The simplest method for the numerical integration of a function $f(x)$ is the box method. There you approximate the function in a certain intervall $\mathrm{\Delta }x$ by a horizontal line at the function value of the left edge of the intervall for example.

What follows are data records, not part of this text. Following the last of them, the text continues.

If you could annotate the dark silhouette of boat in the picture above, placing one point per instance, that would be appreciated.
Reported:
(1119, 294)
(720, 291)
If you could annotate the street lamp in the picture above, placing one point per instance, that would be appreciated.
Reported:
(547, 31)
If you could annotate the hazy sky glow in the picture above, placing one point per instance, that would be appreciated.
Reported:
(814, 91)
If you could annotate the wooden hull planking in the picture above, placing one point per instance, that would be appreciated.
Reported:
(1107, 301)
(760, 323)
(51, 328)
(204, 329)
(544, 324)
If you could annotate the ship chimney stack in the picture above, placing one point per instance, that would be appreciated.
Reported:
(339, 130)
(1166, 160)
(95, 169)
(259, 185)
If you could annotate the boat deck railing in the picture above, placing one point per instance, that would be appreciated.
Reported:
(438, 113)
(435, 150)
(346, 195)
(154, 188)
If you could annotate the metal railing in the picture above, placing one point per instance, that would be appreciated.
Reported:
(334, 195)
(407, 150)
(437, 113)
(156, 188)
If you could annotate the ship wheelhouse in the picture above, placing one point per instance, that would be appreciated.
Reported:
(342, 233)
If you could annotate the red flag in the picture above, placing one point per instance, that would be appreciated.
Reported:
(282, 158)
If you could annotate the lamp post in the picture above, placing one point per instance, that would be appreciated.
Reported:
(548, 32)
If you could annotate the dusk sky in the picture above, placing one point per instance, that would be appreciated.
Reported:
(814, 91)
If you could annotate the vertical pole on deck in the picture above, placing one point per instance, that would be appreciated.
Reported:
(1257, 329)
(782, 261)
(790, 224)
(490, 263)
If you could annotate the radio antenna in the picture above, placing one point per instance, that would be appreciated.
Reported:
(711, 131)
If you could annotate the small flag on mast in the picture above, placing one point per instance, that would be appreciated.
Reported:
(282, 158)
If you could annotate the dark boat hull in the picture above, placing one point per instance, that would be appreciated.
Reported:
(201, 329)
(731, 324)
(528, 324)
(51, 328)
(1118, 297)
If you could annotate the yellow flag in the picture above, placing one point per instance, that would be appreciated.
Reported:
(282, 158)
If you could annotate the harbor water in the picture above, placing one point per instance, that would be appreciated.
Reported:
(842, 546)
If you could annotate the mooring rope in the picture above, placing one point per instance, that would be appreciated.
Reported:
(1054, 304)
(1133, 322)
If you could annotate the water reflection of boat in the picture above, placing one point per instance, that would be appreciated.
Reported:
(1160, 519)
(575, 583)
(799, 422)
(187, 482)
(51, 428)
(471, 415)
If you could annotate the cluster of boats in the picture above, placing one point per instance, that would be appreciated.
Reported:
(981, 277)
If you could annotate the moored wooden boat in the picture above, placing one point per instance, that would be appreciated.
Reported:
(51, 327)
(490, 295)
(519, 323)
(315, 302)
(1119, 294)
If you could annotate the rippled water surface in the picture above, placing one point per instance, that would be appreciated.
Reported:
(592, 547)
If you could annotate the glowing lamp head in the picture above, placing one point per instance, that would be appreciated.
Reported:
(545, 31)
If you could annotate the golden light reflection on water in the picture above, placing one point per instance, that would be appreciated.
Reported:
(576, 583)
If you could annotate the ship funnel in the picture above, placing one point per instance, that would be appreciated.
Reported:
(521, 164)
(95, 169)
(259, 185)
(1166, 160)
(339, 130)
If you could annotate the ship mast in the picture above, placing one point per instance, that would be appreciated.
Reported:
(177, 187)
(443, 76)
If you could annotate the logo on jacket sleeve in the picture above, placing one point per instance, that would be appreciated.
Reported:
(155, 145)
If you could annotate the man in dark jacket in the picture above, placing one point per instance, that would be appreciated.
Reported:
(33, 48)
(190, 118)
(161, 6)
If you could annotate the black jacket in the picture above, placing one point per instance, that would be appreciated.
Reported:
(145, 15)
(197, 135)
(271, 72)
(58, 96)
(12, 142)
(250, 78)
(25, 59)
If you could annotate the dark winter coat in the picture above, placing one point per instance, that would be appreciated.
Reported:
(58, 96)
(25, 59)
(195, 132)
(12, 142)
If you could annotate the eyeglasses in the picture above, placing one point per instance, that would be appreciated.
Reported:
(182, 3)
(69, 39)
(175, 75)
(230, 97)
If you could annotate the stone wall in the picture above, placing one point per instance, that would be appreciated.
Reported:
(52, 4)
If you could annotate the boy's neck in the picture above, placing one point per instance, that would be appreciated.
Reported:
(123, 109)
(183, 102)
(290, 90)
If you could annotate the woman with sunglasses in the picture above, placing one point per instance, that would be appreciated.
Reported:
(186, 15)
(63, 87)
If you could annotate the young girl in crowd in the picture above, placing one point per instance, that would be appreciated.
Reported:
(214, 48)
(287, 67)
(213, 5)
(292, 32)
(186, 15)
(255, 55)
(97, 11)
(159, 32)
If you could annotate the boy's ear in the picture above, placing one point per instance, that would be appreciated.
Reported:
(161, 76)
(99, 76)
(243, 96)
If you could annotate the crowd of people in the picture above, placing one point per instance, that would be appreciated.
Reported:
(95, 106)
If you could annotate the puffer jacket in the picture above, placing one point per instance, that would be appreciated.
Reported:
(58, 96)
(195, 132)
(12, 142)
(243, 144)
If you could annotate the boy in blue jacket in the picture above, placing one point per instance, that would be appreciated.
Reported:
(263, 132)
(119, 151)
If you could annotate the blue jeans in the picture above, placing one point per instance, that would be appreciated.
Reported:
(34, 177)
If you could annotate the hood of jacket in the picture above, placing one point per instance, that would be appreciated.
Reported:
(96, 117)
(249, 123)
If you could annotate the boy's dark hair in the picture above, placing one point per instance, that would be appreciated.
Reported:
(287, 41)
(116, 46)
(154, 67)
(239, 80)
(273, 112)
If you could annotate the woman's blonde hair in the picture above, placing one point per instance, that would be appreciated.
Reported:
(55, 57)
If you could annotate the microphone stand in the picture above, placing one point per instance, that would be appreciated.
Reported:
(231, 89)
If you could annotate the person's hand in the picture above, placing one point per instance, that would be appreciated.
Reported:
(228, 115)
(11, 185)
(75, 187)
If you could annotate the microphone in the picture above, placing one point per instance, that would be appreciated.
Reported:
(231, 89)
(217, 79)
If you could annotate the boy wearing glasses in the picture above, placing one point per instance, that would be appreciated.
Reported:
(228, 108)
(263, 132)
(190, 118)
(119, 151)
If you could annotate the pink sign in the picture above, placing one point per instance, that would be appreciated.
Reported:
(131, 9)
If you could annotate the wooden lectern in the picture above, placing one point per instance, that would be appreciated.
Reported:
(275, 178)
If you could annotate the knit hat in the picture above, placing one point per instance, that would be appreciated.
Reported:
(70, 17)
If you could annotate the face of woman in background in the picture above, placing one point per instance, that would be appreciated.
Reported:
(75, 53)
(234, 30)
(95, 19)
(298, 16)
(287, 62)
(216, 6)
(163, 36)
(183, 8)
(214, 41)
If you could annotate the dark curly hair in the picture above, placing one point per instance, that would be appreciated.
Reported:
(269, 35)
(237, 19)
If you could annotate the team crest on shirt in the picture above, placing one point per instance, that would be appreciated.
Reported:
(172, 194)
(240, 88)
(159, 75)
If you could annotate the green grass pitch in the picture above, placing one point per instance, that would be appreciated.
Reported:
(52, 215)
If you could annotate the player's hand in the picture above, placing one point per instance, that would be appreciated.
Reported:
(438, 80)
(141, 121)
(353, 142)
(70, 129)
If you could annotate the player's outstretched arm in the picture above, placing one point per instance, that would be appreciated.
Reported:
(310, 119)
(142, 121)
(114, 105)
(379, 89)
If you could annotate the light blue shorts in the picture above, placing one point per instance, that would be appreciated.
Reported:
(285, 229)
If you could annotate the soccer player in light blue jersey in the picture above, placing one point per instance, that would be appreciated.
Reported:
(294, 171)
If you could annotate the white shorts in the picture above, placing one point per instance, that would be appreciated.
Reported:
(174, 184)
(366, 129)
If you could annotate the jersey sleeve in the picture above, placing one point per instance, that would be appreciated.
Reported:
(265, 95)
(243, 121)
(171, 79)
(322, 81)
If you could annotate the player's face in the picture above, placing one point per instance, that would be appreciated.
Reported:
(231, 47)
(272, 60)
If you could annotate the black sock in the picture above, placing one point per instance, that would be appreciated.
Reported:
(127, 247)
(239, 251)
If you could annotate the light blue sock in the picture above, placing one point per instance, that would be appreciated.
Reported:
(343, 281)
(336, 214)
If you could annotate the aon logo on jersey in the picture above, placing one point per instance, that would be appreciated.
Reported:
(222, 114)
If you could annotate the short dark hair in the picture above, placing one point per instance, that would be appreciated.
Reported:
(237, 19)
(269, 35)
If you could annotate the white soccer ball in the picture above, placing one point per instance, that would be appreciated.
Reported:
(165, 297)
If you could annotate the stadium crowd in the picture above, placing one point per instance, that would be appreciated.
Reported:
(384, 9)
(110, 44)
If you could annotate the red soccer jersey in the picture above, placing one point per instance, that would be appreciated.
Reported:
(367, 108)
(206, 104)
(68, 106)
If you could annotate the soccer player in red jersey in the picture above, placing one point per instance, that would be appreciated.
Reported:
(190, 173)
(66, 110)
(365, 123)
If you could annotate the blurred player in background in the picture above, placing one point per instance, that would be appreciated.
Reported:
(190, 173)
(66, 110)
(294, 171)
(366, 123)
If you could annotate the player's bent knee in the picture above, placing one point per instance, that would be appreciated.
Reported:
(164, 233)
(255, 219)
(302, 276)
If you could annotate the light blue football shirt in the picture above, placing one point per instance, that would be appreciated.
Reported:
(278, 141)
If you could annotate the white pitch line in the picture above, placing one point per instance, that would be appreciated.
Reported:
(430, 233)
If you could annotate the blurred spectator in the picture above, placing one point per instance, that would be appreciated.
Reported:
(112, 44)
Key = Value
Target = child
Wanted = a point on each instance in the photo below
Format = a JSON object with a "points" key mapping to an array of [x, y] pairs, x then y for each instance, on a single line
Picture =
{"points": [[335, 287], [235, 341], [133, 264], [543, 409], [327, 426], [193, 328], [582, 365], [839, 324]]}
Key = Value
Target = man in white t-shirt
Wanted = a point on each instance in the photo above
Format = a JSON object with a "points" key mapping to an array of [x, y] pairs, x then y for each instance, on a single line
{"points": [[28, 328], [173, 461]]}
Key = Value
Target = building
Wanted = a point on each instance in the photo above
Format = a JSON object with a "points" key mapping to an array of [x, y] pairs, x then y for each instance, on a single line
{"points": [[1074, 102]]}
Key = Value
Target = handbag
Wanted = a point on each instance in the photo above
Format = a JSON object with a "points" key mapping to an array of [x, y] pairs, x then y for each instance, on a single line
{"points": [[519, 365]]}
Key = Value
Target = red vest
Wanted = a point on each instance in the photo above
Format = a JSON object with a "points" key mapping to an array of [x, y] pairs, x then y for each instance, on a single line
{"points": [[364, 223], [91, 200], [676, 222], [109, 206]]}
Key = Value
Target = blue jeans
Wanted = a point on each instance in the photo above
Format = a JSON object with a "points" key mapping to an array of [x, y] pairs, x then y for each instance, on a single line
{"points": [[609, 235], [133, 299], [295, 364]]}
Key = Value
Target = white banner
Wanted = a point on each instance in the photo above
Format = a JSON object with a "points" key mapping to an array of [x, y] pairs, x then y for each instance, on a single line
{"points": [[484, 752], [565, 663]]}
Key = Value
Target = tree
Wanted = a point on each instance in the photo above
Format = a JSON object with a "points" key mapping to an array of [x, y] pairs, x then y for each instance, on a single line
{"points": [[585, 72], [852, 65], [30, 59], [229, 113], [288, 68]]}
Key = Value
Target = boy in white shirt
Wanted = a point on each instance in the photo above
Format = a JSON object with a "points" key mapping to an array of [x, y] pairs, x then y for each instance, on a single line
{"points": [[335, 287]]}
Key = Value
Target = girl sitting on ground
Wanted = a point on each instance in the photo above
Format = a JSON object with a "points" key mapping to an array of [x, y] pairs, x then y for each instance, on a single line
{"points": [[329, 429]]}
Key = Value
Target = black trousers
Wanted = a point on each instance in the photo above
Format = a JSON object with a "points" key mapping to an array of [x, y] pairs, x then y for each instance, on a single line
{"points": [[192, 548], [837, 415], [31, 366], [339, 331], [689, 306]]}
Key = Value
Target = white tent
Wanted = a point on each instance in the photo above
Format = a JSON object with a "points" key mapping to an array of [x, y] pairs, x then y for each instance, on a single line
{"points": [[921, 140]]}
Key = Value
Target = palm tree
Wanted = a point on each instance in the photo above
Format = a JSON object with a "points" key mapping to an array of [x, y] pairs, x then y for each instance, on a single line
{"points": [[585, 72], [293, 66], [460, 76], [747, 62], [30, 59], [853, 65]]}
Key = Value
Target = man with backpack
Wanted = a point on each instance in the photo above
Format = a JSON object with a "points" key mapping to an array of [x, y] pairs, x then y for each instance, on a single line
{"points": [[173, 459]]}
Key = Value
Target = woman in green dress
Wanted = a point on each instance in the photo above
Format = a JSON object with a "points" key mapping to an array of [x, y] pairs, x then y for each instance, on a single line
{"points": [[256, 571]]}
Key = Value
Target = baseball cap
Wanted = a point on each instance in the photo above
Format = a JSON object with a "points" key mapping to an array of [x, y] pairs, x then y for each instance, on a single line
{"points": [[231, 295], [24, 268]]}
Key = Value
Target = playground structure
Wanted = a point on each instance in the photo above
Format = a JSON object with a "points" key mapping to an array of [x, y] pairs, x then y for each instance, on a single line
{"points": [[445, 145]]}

$${\int }_a^{b}f(x)\approx \sum _{i}f(x_i)\mathrm{\Delta }x$$

So lets write a function for that:

def f(x):
    return(x)

def int_box(f,a,b,N):
    x=np.linspace(a,b,N)
    y=f(x)
    return(np.sum((x[1]-x[0])*y))

int_box(f,0,1,100)

0.5050505050505051

acc=[]
for N in range(10,10000,100):
    acc.append(int_box(f,0,1,N))
plt.loglog(range(10,10000,100),np.array(acc)-0.5)
plt.show()

Trapezoid method

The trapezoid method is taking the next step of function approximation in the interval $\mathrm{\Delta }x$. It is approximating it with a linear function.

$${\int }_a^{b}f(x)dx=\sum _{i=1}^N\frac{f(x_i)+f(x_{i-1})}{2}\mathrm{\Delta }x$$

which is actually the same as

$${\int }_a^{b}f(x)dx=[\frac{f(x_0+f(x_N))}{2}+\sum _{i=1}^{N-1}f(x_i)]\mathrm{\Delta }x$$

We will use the first formula for coding it, and you may try the second yourself.

def int_trap(f,a,b,N):
    x=np.linspace(a,b,N)
    y=f(x)
    return(np.sum((y[1:]+y[:-1])*(x[1]-x[0])/2))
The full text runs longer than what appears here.